14. En dernier lieu, aux termes de l’article 1728 du code général des impôts : « 1. Le défaut de production dans les délais prescrits d’une déclaration ou d’un acte comportant l’indication d’éléments à retenir pour l’assiette ou la liquidation de l’impôt entraîne l’application, sur le montant des droits mis à la charge du contribuable ou résultant de la déclaration ou de l’acte déposé tardivement, d’une majoration de : () c. 80 % en cas de découverte d’une activité occulte () ».
15. Mme B conteste l’application de la pénalité de 80 % précitée en se fondant sur l’existence d’un contrat tacite de travail entre, d’une part, elle et M. B, et, d’autre part, Mme C qui exclurait le caractère occulte de son activité. Toutefois, pour les mêmes motifs que ceux indiqués au point 6, l’existence d’un tel contrat de travail n’est pas établie en l’espèce. Par suite, ce moyen doit être écarté comme manquant en fait.
16. Il résulte de tout ce qui précède que la requête de Mme B doit être rejetée, y compris les conclusions présentées au titre de l’article L. 761-1 du code de justice administrative.
D E C I D E :
Article 1er : La requête de Mme B est rejetée.

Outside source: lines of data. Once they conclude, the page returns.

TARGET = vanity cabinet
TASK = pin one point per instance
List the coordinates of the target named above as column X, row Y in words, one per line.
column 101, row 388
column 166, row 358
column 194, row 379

Article 2 : Le présent jugement sera notifié à Mme A B et au directeur départemental des finances publiques de la Marne.
Délibéré après l’audience du 23 janvier 2025, à laquelle siégeaient :
M. Briquet, président,
M. Torrente, premier conseiller,
M. Rifflard, conseiller.
Rendu public par mise à disposition au greffe le 6 février 2025.
Le rapporteur,
Signé
R. RIFFLARDLe président,
Signé
B. BRIQUET
La greffière,
Signé
F. DAROUSSI DJANFAR
La République mande et ordonne au ministre de l’économie, des finances et de la souveraineté industrielle et numérique en ce qui le concerne ou à tous commissaires de justice à ce requis en ce qui concerne les voies de droit commun contre les parties privées, de pourvoir à l’exécution de la présente décision.